MDR report key: 3214049 · Received July 9, 2013

Report

Report Number
3005075853-2013-03462
Event Type
Malfunction
Date Received
July 9, 2013
Date of Event
April 18, 2013
Report Date
June 28, 2013
Manufacturer
ETHICON ENDO-SURGERY, LLC.
Product Code
FZP
PMA / PMN Number
K864102
Removal / Correction Number
NA
Product Problem
Yes
Report Source
Manufacturer report
Reporter Location
CT, US
Reporter Occupation
OTHER

Narratives

Additional Manufacturer Narrative · 1

(B)(4).
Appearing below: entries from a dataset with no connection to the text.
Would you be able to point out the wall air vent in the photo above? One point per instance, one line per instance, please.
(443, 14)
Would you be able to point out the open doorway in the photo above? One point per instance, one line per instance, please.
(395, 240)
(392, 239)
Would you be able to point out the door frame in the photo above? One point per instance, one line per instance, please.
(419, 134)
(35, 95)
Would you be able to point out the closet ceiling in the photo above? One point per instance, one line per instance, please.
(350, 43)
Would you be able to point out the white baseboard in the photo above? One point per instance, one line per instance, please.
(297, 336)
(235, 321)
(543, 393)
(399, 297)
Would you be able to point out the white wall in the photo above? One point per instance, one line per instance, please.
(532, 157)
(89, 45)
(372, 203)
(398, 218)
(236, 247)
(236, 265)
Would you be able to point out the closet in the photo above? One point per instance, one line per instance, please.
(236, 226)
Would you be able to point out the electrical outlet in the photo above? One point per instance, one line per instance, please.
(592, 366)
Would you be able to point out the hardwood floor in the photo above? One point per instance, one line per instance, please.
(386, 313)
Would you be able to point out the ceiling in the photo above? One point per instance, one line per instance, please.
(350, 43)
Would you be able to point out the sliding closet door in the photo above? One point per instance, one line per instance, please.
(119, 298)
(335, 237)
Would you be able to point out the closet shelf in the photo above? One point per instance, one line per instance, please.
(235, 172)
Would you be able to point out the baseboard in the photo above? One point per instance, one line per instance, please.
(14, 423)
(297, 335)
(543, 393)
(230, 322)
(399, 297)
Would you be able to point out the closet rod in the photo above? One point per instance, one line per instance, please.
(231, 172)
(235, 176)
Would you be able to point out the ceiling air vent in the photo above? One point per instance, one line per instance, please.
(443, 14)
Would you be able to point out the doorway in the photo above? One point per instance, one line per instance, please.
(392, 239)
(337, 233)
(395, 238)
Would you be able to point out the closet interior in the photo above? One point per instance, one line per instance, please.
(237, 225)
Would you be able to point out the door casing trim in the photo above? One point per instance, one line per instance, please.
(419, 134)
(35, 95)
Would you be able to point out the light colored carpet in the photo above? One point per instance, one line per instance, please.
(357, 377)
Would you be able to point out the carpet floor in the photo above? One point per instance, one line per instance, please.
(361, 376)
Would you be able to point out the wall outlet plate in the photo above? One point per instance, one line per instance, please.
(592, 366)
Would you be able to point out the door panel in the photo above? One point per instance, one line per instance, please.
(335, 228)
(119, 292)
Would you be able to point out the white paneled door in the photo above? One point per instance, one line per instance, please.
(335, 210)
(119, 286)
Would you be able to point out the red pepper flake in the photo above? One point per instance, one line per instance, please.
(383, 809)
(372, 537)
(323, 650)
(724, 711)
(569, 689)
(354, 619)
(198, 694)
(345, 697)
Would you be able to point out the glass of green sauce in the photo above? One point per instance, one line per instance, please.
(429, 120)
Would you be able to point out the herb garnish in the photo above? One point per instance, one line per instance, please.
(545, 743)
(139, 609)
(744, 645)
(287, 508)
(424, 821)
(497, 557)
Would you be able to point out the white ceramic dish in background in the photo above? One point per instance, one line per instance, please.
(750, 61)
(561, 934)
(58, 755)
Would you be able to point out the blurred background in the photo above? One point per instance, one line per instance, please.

ADDITIONAL INFORMATION: ATTEMPT WHICH FIRING OF THE DEVICE DID THIS EVENT OCCUR ON? UNKNOWN. WHAT VESSEL OR STRUCTURE WAS THE DEVICE FIRED ON AT THE TIME OF THE EVENT? UNKNOWN. WAS THE CLIP FULLY ADVANCED INTO THE JAWS PRIOR TO FIRING? UNKNOWN. WAS THERE ANY TORQUING OR TWISTING OF THE DEVICE PRESENT AT THE TIME OF FIRING? UNKNOWN. WAS ANY UNEXPECTED RESISTANCE FELT WHILE FIRING THE TRIGGER? UNKNOWN. WERE ANY UNEXPECTED NOISES HEARD? ASKU. IF SO, WHEN? UNKNOWN. DID ANYTHING UNEXPECTED HAPPEN PRIOR TO THIS INCIDENT? UNKNOWN. WAS THE DEVICE FIRED AFTER THIS INCIDENT IN OR OUT OF THE PATIENT? NO. WHAT WERE THE INDICATIONS FOR SURGERY? WHAT WAS FOUND? UNKNOWN. DOES THE PATIENT HAVE ANY RELEVANT HISTORY OF SURGICAL TREATMENTS? IF SO, WHAT? UNKNOWN. DID SOMEBODY OTHER THAN THE PRIMARY SURGEON FIRE THE INSTRUMENT? IF SO, WHOM? UNKNOWN. THE ANALYSIS RESULTS FOUND THAT THE DEVICE WAS RETURNED IN GOOD VISUAL CONDITION. IN AN ATTEMPT TO REPLICATE THE REPORTED INCIDENT, THE DEVICE WAS TESTED FOR FUNCTIONALITY. UPON TESTING, THE DEVICE WAS CYCLED AND FED AND FORMED THIRTEEN SCISSORED CLIPS, AND THEN THE REMAINING CLIPS WERE FORMED AS INTENDED. IN ADDITION, THE DEVICE LOCKED OUT AS INTENDED. ALTHOUGH IT IS NOT POSSIBLE TO CONCLUDE HOW THE CIRCUMSTANCES OCCURRED, IT IS KNOWN FROM THE HISTORY OF THE INSTRUMENT THAT AN INCORRECT/EXCESSIVE APPLICATION OF TORQUE TO THE JAWS DURING INSTRUMENT USE CREATES A MISALIGNMENT OF THE TIPS. NO INCIDENT RELATED TO THE REPORTED EVENT WAS OBSERVED DURING THE BATCH RECORD REVIEW.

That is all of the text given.